The Submitters assert that Mexico is failing to effectively enforce the Basel Convention on the Control of Transboundary Movements of Hazardous Wastes and Their Disposal, as well as provisions of the Political Constitution of the United Mexican States (Constitución Política de los Estados Unidos Mexicanos), the Federal Environmental Liability Law (Ley Federal de Responsabilidad Ambiental), the General Law of Ecological Equilibrium and Environmental Protection (Ley General del Equilibrio Ecológico y la Protección al Ambiente), the General Law for Prevention and Comprehensive Management of Waste (Ley General para la Prevención y Gestión Integral de los Residuos) and the Regulations to that Law, and Mexican Official Standard NOM-161-SEMARNAT-2011.

The CEC Secretariat is reviewing SEM-15-002 to determine whether it meets the admissibility criteria for submissions set out in Article 14(1) of the North American Agreement on Environmental Cooperation (NAAEC).

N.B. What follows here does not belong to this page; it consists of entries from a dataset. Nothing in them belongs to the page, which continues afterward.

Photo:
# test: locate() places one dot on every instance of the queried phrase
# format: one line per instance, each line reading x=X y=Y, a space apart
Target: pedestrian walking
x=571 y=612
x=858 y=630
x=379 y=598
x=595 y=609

NAAEC Articles 14 and 15 include procedures allowing private parties to make submissions to the CEC Secretariat asserting that a Party is failing to effectively enforce its environmental law. The CEC has published Guidelines for Submissions on Enforcement Matters explaining these procedures. In appropriate cases, and upon instruction from the CEC Council, the CEC Secretariat may examine a submission further and develop a factual record. Article 11(8) requires that the Secretariat safeguard from disclosure, where appropriate, information that could identify a person or organization making a submission.

For more information, please visit the CEC’s Submissions on Enforcement Matters webpage, and the registry of Submission SEM-15-002 (Management of Analog TV Waste).

About the CEC

The Commission for Environmental Cooperation (CEC) was established in 1994 by the governments of Canada, Mexico and the United States through the North American Agreement on Environmental Cooperation, a parallel environmental agreement to NAFTA. As of 2020, the CEC is recognized and maintained by the Environmental Cooperation Agreement, in parallel with the new Free Trade Agreement of North America. The CEC brings together a wide range of stakeholders, including the general public, Indigenous people, youth, nongovernmental organizations, academia, and the business sector, to seek solutions to protect North America’s shared environment while supporting sustainable development for the benefit of present and future generations

The CEC is governed and funded equally by the Government of Canada through Environment and Climate Change Canada, the Government of the United States of Mexico through the Secretaría de Medio Ambiente y Recursos Naturales, and the Government of the United States of America through the Environmental Protection Agency.